One limitation of this study is the simplicity of the algorithm used to augment contours and simulate DV. Random, 2D contour point offsets from a baseline contour do not necessarily produce realistic structures that would be used clinically. However, in terms of Dice overlap with reference, structures generated with simulated DV at the low and medium levels (median Dice of 0.86 and 0.76, respectively) exhibited similar variability to the structures generated by multiple manual delineators in this study (median Dice of 0.79). Furthermore, this level of agreement was in line with previous reports of DV in head and neck OARs. For example, Beadle et al found Dice coefficients between multiple parotid contours of ~0.8 that increased to ~0.9 with guidance from a contouring atlas (Beadle et al 2013). Nelms et al found Dice coefficients across several head and neck contours between 0.67 to 0.98 across 32 delineators (Nelms et al 2012) and similar results were reported by Chao et al (2007).
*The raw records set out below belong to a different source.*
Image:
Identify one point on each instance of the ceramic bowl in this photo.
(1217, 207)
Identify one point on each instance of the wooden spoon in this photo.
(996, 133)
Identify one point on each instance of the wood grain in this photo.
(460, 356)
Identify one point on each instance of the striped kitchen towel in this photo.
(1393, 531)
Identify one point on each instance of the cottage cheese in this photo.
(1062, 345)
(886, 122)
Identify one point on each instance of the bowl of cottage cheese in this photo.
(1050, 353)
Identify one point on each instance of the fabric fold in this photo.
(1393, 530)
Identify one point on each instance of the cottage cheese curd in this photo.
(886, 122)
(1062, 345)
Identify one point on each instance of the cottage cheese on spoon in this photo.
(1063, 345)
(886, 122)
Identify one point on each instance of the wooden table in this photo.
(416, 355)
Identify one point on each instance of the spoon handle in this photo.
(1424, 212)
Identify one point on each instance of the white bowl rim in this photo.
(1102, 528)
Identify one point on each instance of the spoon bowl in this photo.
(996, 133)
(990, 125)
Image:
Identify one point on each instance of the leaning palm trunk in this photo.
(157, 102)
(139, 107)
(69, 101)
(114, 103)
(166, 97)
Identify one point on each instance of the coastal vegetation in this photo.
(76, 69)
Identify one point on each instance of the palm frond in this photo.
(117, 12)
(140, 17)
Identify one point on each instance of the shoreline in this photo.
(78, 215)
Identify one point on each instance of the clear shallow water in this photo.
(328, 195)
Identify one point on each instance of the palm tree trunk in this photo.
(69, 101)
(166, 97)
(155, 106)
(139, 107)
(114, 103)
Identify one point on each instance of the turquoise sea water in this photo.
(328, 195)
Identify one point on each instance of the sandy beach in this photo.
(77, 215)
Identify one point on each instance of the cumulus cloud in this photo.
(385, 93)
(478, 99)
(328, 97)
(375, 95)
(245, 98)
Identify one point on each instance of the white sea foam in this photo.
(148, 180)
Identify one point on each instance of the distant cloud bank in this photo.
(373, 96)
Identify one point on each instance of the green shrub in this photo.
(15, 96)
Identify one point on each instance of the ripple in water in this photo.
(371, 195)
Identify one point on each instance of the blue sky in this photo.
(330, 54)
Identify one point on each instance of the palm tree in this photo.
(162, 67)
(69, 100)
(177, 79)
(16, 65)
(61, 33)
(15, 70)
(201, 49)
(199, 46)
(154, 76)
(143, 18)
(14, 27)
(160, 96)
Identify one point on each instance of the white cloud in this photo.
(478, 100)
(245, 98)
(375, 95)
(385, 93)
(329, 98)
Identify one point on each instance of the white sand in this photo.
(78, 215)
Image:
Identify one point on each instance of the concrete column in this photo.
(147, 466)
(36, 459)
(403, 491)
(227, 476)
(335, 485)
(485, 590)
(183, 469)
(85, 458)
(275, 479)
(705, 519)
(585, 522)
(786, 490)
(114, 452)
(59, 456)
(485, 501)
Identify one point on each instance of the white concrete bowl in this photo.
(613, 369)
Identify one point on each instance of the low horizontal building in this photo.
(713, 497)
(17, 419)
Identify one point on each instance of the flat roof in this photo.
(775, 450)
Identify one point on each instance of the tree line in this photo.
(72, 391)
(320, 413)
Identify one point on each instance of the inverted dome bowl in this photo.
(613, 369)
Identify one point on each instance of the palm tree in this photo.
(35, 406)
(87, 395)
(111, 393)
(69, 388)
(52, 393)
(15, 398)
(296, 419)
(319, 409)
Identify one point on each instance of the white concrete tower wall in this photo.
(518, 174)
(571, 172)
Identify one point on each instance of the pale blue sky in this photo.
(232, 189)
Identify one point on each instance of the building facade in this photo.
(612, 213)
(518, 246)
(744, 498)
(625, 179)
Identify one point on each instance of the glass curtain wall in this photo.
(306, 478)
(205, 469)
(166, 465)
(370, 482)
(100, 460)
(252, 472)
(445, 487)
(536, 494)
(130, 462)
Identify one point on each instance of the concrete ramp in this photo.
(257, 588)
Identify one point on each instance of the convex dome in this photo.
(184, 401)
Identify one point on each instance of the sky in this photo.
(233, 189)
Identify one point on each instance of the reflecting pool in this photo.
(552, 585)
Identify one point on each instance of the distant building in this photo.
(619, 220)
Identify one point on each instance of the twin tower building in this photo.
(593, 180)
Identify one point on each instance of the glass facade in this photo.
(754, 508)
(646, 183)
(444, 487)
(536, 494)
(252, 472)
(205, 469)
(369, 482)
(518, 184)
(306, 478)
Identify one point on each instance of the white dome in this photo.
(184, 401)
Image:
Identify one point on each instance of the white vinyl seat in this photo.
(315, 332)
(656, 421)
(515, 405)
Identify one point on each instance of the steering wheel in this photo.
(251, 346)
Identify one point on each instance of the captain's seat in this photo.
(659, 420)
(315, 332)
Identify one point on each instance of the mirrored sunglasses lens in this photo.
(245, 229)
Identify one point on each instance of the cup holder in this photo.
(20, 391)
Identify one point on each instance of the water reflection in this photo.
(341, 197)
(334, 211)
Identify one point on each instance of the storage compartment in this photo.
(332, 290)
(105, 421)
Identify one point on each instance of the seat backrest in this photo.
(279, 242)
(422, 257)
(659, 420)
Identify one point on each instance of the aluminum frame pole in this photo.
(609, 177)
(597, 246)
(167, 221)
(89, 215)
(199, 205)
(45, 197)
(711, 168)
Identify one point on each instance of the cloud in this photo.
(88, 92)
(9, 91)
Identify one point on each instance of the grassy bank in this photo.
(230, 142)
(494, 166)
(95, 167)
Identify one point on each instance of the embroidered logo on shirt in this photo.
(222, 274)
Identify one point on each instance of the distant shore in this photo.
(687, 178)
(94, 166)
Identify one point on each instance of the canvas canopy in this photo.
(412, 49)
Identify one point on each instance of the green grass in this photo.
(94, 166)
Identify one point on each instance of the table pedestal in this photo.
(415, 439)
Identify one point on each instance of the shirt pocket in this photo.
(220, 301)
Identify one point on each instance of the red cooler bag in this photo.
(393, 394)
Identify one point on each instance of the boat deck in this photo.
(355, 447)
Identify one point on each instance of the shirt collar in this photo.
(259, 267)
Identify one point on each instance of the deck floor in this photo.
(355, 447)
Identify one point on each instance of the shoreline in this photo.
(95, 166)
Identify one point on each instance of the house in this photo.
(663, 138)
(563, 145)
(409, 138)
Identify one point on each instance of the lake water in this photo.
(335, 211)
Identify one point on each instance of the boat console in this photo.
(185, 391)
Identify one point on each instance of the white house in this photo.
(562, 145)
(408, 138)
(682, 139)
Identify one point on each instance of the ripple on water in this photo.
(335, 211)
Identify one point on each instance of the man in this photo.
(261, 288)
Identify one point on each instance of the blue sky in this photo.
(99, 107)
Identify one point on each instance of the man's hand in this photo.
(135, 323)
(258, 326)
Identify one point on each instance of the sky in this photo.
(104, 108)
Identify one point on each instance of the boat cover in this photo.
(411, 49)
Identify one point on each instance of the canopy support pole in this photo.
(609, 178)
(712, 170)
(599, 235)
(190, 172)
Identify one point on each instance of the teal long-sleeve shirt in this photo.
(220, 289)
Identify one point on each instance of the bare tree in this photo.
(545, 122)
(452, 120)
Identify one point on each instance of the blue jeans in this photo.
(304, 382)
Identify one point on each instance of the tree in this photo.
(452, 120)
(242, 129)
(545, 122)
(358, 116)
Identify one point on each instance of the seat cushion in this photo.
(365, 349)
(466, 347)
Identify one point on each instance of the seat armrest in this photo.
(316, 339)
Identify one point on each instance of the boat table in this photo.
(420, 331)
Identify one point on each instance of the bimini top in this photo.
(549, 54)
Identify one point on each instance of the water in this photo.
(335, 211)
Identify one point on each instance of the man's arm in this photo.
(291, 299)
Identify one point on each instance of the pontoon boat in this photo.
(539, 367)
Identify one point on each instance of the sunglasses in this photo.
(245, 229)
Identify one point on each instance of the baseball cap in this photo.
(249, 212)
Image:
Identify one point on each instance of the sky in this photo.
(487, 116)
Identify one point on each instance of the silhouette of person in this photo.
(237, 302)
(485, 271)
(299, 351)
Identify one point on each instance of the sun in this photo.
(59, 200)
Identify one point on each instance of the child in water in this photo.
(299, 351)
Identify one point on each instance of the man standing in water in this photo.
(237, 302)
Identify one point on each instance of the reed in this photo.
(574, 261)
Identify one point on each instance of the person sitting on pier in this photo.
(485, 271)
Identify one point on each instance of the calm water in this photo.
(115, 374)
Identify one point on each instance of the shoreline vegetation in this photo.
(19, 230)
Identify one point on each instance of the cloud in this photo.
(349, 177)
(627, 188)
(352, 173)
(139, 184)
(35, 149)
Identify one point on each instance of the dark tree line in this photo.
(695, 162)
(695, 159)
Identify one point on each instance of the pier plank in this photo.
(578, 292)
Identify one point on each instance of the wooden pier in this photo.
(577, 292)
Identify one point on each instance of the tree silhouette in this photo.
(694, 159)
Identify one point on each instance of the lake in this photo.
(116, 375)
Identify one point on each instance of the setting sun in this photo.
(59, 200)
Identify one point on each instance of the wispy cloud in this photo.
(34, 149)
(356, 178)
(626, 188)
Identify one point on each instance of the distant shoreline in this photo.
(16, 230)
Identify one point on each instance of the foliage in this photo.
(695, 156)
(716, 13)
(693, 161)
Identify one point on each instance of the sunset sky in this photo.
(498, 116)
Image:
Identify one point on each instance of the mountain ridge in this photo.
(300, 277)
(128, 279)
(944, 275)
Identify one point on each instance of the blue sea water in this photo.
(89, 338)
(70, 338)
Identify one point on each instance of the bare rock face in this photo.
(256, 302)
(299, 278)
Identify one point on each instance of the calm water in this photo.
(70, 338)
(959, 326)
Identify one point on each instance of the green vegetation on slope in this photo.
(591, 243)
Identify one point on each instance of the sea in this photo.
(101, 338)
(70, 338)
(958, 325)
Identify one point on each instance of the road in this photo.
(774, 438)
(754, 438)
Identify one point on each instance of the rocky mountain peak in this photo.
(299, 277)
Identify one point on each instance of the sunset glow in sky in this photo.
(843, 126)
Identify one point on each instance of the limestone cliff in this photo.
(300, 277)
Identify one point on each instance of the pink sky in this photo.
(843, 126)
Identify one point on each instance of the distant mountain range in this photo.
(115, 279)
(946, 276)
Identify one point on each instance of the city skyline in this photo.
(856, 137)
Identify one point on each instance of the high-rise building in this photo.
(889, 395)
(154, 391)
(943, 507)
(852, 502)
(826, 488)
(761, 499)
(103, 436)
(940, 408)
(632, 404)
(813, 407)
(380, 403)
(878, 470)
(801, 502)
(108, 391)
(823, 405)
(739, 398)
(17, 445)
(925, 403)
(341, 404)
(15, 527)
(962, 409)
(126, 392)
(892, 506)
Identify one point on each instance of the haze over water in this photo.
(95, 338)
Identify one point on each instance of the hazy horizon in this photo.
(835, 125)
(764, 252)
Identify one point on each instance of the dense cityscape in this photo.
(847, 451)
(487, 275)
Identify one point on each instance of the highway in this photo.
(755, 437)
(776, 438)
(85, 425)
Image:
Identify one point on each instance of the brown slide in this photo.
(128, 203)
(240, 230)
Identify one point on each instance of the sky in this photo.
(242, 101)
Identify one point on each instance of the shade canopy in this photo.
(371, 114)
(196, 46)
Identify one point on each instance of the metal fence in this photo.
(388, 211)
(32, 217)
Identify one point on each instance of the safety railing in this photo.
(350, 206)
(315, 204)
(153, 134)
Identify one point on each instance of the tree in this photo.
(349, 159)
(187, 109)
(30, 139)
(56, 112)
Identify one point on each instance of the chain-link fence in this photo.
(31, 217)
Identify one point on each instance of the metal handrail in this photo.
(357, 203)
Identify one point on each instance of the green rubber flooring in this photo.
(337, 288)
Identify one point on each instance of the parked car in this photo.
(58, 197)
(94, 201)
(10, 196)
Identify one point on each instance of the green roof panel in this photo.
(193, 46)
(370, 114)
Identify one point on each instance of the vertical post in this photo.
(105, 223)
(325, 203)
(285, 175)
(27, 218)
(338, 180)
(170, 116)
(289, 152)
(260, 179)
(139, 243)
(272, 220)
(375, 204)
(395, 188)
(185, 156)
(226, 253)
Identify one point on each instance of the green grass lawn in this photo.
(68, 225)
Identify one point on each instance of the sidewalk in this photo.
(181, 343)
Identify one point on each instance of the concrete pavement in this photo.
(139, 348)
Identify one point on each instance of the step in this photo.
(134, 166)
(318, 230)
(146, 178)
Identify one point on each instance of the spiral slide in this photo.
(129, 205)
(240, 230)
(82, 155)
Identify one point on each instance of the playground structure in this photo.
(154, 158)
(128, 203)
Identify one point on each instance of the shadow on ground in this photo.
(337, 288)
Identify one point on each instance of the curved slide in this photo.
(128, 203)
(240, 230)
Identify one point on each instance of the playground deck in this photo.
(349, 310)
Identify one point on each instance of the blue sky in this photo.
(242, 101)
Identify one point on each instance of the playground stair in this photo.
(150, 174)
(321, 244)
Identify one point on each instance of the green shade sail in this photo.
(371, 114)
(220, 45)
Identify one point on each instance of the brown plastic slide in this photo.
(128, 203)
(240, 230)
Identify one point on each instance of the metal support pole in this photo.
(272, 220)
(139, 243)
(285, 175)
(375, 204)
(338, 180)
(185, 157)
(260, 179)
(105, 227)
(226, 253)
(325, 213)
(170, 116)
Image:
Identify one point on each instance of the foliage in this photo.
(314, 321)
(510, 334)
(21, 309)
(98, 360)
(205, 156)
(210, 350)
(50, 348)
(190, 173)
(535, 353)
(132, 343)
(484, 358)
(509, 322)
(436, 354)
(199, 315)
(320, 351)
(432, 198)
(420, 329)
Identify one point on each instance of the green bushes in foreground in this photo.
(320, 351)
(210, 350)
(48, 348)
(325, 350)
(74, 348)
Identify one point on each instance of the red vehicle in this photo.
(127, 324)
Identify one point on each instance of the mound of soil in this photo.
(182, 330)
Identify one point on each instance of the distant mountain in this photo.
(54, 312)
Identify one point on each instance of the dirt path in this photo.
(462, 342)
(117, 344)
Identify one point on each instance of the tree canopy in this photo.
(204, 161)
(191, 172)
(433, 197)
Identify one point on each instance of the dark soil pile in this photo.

While Dice overlap showed good agreement between measured DV from manual delineators and simulated DV at the low and medium levels, Hausdorff distances showed closer agreement with the high simulated DV level (figure 4). This is likely caused by the fact that Hausdorff distance is more sensitive than Dice overlap to large, localized disagreements. Manual DV is caused not only by random differences in cursor placement during contouring (i.e. ‘random’ DV), but also by differences in judgement as to what image features do and do not belong in a particular structure (i.e. ‘systematic’ DV). Only random variability is generated in the ASSD model which may lead to smaller localized variabilities than manual DV (and thus lower Hausdorff distances) while maintaining similar overall overlap (i.e. Dice). To truly characterize the effects of DV, future studies will need to incorporate more realistic variability models. Future study should also examine the impact of OAR expansions into Planning Risk Volumes (PRV) (Landberg et al 1999) or the use of plan optimization schemes that specifically account for DV (Xu et al 2016, Balvert et al 2019). These methods are not widely used clinically, but likely reduce the impact of DV.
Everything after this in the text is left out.